Но вскоре пришла для нашей парочки беда: у военкомата закончились разные «причины для отсрочек», и Пашу нашего призвали в ряды «непродуваемых и непромокаемых ВДВ» – не зря он учился на физкультурном факультете и защищал на соревнованиях цвета ДСО «Искра»! Галка, конечно, плакала. Сутки они не разлучались. А я дал себе клятву изо всех сил помогать подруге нести горечь разлуки да отгонять от нее (броская, чертяка, так и лупятся на нее парни!) тех, кто, как прежний Пашка, начнут на нее облизываться… Если какой-нибудь ухарь ждал ее у крыльца, я загодя брал ее под руку и делал крутой вираж мимо ринувшегося было навстречу кавалера; если кто-то присылал записочки, я под всяческие шуточки делал из них клочочки; если вдруг Галка исчезала куда-то, я поднимал на ноги всех друзей и подруг наших, и мы отыскивали заблудшую где-нибудь в парке или в скверике под кленом. Целый год блюла Галина с нашей помощью свою клятву верности десантнику! Но… на последнем курсе увел-таки ее в загс какой-то милицейский капитан. И мы с ужасом стали ждать «дембеля» Павла.

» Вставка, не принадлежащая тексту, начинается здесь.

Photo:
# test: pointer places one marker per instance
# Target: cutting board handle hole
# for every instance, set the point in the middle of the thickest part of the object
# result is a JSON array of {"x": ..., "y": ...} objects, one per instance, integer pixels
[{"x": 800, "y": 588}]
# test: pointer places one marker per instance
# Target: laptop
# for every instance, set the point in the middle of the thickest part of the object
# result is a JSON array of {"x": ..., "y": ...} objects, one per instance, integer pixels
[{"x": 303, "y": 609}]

…Я обнаружил его, когда вернулся с занятий, на своей общежитской кровати. Демобилизованный десантник при полной форме – и даже в сапогах, заляпанных дорожной грязью, – спал сном праведника! Лежал он спиной кверху, уткнувшись лицом в подушку – видно, не лег на кровать, а пал. В другой раз я бы взъярился, что в одежде и грязных сапогах какая-то свинья улеглась на белейшие простыни и чистейшее одеяльце. Но тут я, как положено другу, радостно возопил:
– Пашка! Сволочь! Вернулся!!
Была у меня еще со времен многократного прочтения каверинских «Двух капитанов» такая манера – ближайших дружков именовать ласковыми словечками вроде «сволочь», «гад», «паразит». И реакция всегда была немедленной и добрейшей. Но тут моя драгоценная «сволочь» даже и не вздрогнула, и не хмыкнула, продолжала задушенно храпеть. Я вцепился в плечи роскошного дембеля и с трудом развернул его на себя лицом, да так и ахнул. Пашка был в стельку пьян, и на подушке явно просматривалось нечто из его желудка.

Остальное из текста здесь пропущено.